Fino a qualche anno fa gli investimenti in sostenibilità erano considerati semplicemente un lusso per grandi imprese e multinazionali, se non addirittura un divertissement utile per convegni e interviste. Oggi invece, dopo che l’intero pianeta è entrato con sorprendente rapidità nell’era della sostenibilità, molte aziende si trovano in mezzo al guado. Mi riferisco alla grande pancia del nostro sistema imprenditoriale, a quelle medie e piccole imprese che rappresentano la vera essenza del capitalismo italiano. Ogni giorno, nella mia attività di advisor che supporta le aziende verso nuove strategie di posizionamento, mi rendo conto che molte di loro si trovano di fronte a una sorta di ‘dilemma del prigioniero’: se da una parte (quasi) tutti i mercati dei prodotti e molti mercati dei servizi corrono in direzione del modello Esg, dall’altra parte la sostenibilità non giustifica ancor oggi agli occhi dei consumatori aumenti di prezzi adeguati agli investimenti necessari da parte delle aziende.

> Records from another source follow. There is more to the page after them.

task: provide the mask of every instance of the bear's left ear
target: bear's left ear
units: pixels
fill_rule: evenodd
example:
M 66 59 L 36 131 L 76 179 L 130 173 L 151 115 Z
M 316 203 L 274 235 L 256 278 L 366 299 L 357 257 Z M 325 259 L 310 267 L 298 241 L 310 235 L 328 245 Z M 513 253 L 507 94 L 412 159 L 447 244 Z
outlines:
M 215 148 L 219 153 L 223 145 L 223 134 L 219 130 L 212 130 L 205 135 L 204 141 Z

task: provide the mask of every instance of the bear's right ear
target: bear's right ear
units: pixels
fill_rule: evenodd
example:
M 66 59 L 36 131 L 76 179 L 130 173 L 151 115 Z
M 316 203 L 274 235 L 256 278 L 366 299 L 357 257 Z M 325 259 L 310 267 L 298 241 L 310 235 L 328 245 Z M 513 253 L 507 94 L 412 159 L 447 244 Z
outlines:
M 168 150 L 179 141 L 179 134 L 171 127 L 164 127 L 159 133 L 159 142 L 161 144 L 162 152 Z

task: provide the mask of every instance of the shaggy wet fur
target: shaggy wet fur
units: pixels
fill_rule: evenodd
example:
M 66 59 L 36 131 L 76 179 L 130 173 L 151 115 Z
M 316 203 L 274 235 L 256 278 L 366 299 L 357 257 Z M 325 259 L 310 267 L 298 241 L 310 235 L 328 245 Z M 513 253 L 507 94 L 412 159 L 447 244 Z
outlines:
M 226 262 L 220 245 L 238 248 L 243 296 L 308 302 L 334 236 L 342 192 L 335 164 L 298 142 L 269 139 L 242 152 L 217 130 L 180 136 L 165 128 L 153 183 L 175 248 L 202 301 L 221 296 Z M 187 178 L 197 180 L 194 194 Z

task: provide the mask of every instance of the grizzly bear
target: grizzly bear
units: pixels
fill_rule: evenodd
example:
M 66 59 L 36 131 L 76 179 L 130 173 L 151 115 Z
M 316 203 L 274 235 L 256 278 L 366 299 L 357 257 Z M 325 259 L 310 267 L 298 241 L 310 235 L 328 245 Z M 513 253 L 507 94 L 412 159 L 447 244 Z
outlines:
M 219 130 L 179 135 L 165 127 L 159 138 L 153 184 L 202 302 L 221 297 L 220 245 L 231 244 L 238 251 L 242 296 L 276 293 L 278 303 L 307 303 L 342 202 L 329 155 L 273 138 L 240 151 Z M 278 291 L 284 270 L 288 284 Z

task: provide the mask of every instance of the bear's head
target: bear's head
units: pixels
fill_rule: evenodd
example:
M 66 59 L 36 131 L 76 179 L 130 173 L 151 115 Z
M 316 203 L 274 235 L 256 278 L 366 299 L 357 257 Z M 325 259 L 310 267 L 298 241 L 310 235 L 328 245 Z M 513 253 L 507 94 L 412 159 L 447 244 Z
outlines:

Il vento della sostenibilità, insomma, non sembra tirare ancora a favore delle medie e delle piccole imprese.

Che fare, dunque? Caricarsi di costi in più per evitare di rimanere spiazzati dall’evoluzione del mercato ma accettando di peggiorare il proprio conto economico, oppure difendere i propri bilanci e scommettere che la rivoluzione della sostenibilità sia una moda passeggera, accettando il rischio di dover uscire gradualmente dal mercato? La domanda è retorica, in realtà, perché le evoluzioni della finanza, della produzione, delle normative europee e nazionali, dell’opinione pubblica a livello globale si muovono tutte nella stessa direzione: senza una strategia convincente di tipo sostenibile (non basta più solo una comunicazione efficace, non funziona più il greenwashing), il rischio di essere tagliati fuori è molto alto. Ma attenzione: non esistono modelli di sostenibilità validi o necessari per tutte le imprese, anzi. Gli addetti ai lavori sanno che il modello Esg non è un moloch unico: la flessibilità dei criteri Esg e della loro rendicontazione è ancora notevole, e consente alle aziende di cercare una propria strada verso la sostenibilità.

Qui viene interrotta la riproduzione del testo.